Good evening everyone,
It's good to be back among the land of the living tonight..now that I can finally breathe again, as my cold is gone. For tonight's blog, I wanted to draw on a recent movie trailer I saw as a few days ago, I went to see "Star Trek" in IMAX at the Cradle of Aviation in Garden City. And before the film started, I saw the trailer for "Transformers: Revenge of the Fallen." And it is a perfect transition to a posting I featured for National Stuttering Awareness Week: "You don't need to be Optimus Prime or Starscream to TRANSFORM yourself, it starts with the right attitude."
For so many years after my college graduation, I too had felt fallen in every aspect of my life-missed opportunities for socialization. A true relationship with my family, instead the arguments and screaming matches taking place where I felt that because of my speech I was misunderstood. No matter how long I tried, I just felt the same result was inevitable. The spinning of wheels, going nowhere fast. Everyone else was moving up....and I was just plunging downward, into a spiral from perhaps there may have been no escape.
The world sometimes seems like a cruel place, and is that ever true. Sometimes I felt like going through the motions, and questioning my identity-am I really a person who stutters? Maybe there's something wrong with me. Or maybe yet God decided to give me this stutter so I can do something with my life. I just felt I had too many questions, and not enough answers. And the more I tried to examine it, the more angrier I got.
At each point in our lives, we have moments where our anger turns us into people we don't recognize. It's the same fury, that same outrage that can turn against us, and threaten everything we are, and what we want to do. For many years in my twenties, I was that person-and it showed everywhere I went, and through everything I did. I couldn't even bring myself to smile. All my life was raw pain, and I was determined to inflict it on everyone else possible-if I couldn't be fluent, then I wouldn't let anyone else be either.

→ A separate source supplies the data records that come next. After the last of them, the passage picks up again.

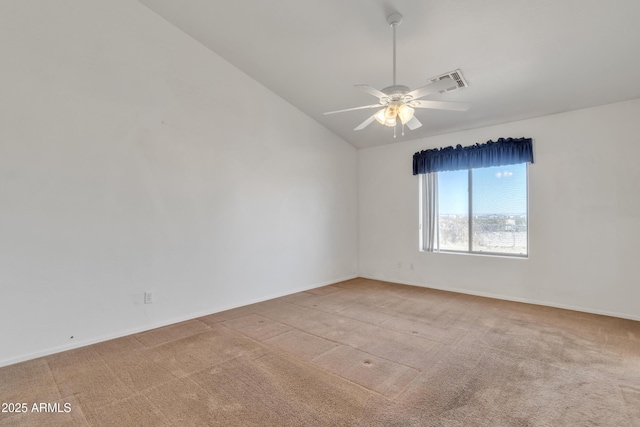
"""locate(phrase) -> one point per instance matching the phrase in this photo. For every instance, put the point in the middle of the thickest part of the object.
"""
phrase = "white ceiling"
(521, 58)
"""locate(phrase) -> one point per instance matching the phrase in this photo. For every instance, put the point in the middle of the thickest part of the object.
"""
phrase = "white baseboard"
(507, 298)
(179, 319)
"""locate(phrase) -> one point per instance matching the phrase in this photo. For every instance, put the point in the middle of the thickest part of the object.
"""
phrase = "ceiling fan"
(397, 102)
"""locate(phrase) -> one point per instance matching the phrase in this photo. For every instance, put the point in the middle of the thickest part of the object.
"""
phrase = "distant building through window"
(483, 210)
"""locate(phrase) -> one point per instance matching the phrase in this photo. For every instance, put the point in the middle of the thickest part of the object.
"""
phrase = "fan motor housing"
(395, 92)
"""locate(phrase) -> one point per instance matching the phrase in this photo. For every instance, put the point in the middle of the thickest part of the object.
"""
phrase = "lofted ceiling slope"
(521, 58)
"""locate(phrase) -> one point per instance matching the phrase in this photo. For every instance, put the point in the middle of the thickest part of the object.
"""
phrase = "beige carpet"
(357, 353)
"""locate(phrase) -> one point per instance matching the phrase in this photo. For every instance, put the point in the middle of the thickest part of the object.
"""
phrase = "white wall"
(133, 159)
(584, 215)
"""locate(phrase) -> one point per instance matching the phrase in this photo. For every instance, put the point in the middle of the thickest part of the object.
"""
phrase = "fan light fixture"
(387, 116)
(397, 102)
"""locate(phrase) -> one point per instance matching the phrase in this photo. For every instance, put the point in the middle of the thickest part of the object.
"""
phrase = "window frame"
(470, 250)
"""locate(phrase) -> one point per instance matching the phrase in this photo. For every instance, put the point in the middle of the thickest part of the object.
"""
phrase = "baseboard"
(168, 322)
(507, 298)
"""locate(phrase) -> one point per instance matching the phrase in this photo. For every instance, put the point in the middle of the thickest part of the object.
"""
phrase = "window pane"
(453, 206)
(499, 209)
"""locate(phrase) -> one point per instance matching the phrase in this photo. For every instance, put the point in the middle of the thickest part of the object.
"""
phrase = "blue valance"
(504, 151)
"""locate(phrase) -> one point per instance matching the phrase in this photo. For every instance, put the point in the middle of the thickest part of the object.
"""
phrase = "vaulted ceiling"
(520, 58)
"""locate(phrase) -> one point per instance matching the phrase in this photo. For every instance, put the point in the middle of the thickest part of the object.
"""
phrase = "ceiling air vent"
(456, 76)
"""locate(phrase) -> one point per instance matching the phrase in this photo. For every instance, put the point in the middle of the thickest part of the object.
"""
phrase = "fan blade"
(366, 122)
(438, 86)
(355, 108)
(441, 105)
(373, 91)
(413, 123)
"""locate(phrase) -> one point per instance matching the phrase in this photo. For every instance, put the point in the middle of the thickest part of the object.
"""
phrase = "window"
(482, 210)
(474, 199)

In some sick, perverse way, you actually feed off of it, and it's the worst feeling in the world-all it does is make you more isolated than you were to begin with.

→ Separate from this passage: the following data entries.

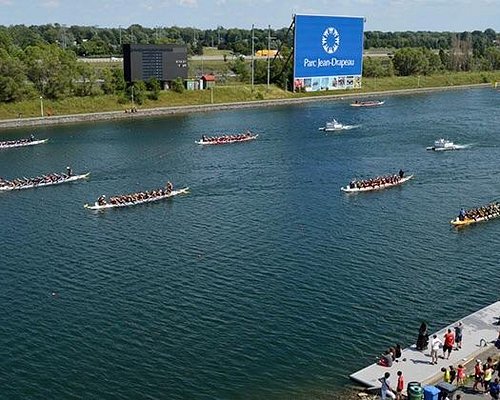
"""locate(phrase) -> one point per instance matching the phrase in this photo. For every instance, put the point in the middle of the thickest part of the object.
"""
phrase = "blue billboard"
(328, 52)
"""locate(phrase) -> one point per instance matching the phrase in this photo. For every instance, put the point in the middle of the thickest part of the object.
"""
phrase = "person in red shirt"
(449, 343)
(400, 386)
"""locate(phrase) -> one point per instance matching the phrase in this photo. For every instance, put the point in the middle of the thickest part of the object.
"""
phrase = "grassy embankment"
(236, 93)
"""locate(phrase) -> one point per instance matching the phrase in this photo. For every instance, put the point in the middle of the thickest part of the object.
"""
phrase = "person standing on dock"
(435, 345)
(400, 386)
(386, 390)
(449, 342)
(458, 335)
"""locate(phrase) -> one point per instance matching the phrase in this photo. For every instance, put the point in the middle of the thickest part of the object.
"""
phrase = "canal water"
(265, 281)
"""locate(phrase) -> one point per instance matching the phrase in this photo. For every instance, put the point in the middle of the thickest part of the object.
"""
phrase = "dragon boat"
(481, 214)
(398, 181)
(8, 144)
(134, 199)
(369, 103)
(226, 139)
(41, 181)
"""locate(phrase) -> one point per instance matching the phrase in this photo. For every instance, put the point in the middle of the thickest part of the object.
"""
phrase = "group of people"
(226, 138)
(378, 181)
(135, 197)
(451, 340)
(491, 210)
(43, 179)
(391, 355)
(9, 143)
(483, 377)
(484, 380)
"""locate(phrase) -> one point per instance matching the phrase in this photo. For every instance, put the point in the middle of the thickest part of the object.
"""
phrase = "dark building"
(165, 62)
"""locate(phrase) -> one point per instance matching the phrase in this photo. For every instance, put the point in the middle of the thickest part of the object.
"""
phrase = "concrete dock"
(480, 330)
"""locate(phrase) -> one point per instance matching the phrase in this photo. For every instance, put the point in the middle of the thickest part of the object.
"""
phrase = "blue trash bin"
(431, 393)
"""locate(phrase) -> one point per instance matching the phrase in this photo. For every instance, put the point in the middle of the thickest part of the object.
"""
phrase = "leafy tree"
(137, 92)
(12, 78)
(107, 85)
(178, 85)
(118, 79)
(85, 79)
(410, 61)
(240, 68)
(154, 87)
(374, 67)
(51, 70)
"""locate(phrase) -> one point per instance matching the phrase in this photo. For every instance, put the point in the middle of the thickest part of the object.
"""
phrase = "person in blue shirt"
(495, 389)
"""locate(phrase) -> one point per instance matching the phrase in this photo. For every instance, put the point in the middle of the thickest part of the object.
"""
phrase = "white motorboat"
(335, 125)
(444, 145)
(332, 125)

It was because of this anger that I too lost something that couldn't be replaced-I had begun dating a woman who really accepted me for me, and I was too blind (or maybe naive) to realize it. Eventually, that relationship deteriorated, and among other factors, it was because she had stated I had refused to rise above blaming others for the fact I stutter. No one wants to be around someone who is constantly negative, especially about their speech.

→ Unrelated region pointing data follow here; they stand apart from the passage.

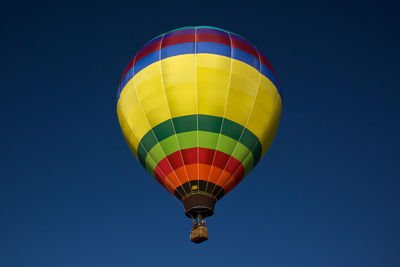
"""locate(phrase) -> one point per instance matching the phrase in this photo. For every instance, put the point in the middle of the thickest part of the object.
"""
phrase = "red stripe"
(221, 160)
(213, 38)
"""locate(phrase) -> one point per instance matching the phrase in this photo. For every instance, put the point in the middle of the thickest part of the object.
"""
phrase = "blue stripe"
(202, 47)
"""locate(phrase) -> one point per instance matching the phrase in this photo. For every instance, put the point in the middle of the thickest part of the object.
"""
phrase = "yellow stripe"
(174, 79)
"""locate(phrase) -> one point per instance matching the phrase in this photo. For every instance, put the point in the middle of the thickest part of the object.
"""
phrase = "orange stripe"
(203, 172)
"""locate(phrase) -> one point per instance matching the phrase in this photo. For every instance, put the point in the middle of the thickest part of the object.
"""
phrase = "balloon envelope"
(199, 107)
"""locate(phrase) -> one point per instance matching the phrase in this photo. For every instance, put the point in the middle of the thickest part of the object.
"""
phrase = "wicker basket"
(199, 234)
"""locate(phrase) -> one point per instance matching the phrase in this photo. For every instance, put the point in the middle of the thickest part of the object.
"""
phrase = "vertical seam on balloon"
(151, 157)
(170, 114)
(151, 129)
(265, 128)
(197, 110)
(223, 116)
(245, 125)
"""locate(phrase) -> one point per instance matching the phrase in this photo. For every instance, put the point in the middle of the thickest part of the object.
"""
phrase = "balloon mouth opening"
(199, 205)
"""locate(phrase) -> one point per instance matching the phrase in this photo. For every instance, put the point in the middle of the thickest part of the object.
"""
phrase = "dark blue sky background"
(326, 194)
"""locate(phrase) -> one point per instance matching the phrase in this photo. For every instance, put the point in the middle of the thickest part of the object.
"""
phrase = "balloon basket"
(199, 234)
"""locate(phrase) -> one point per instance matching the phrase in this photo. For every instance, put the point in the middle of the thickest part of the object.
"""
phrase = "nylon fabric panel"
(191, 137)
(192, 170)
(206, 140)
(179, 83)
(151, 91)
(131, 109)
(213, 75)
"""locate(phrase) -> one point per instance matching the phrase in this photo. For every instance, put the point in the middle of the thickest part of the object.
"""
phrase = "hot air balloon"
(199, 107)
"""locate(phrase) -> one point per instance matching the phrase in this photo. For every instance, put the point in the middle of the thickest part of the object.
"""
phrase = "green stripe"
(206, 140)
(206, 123)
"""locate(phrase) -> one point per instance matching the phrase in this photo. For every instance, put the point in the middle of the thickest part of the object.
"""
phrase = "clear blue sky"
(326, 194)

In many ways, my "revenge", if you will, took place at the National Stuttering Association conference in Long Beach, Calif. I learned how to channel my hurt and anger, and give it a positive voice. I met teammates who live life to the fullest, embracing their speech and doing. Let me say that again: DOING. One word, and to some, it's a simple one. But never estimate the power it can give you. I was fallen...but not anymore.
I will always have my good days and bad days. Today I was talking to my brother and blocking on the word "Washington" (damn those W's LOL) and when he chimed in, I focused clearly on the word, and said what needed to be said-I don't care if he felt the need to finish my sentence. No one is going to do that for me, because I won't let them.
I hope for those who feel "fallen," your "revenge" comes soon: and the best way to do that is to get involved with the National Stuttering Association. Every day I am so thankful I did.